There are two schools of thought on using your small business website to promote products that someone else creates: 1) Don’t do it; and 2) Do it. However, No. 2 advocates usually add a proviso.
I’m a No. 2 advocate. If it’s something that visitors to your website can benefit from, then I say it’s OK to offer it. In fact, you might even be remiss if you don’t offer it. But what’s that proviso? In a nutshell, it should be related to the content on your website.
In other words, if you have a mechanic’s website, or an auto shop site, where your services are listed and promoted and you want to offer your website visitors a chance to read books on do-it-yourself auto projects, Chilton’s manuals, or even car parts, then by all means – how could it hurt?

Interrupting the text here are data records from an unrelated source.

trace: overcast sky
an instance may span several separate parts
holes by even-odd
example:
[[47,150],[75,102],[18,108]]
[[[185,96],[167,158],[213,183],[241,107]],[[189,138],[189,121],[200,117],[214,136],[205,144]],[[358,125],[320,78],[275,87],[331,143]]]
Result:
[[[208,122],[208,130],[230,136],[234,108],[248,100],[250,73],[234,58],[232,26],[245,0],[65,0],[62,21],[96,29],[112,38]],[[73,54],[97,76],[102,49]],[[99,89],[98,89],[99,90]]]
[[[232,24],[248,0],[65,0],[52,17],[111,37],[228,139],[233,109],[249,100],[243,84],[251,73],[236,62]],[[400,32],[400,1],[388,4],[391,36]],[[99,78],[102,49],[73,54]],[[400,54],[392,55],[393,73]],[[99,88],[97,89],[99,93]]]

The detractors say you’ll lose website visitors. Sure, on the short term, someone may leave your site and go elsewhere. But if they weren’t interested in your services anyway and they were looking for information on how to change a carburetor, then the book you earn a small commission for could actually help them. When that site visitor is looking for someone to replace their transmission and that’s a service that you offer, do you think they’ll be back? In all likelihood, yes.
So Kindle Books for the Web looks like it could be a good ancillary offering for any small business. And it’s coming soon.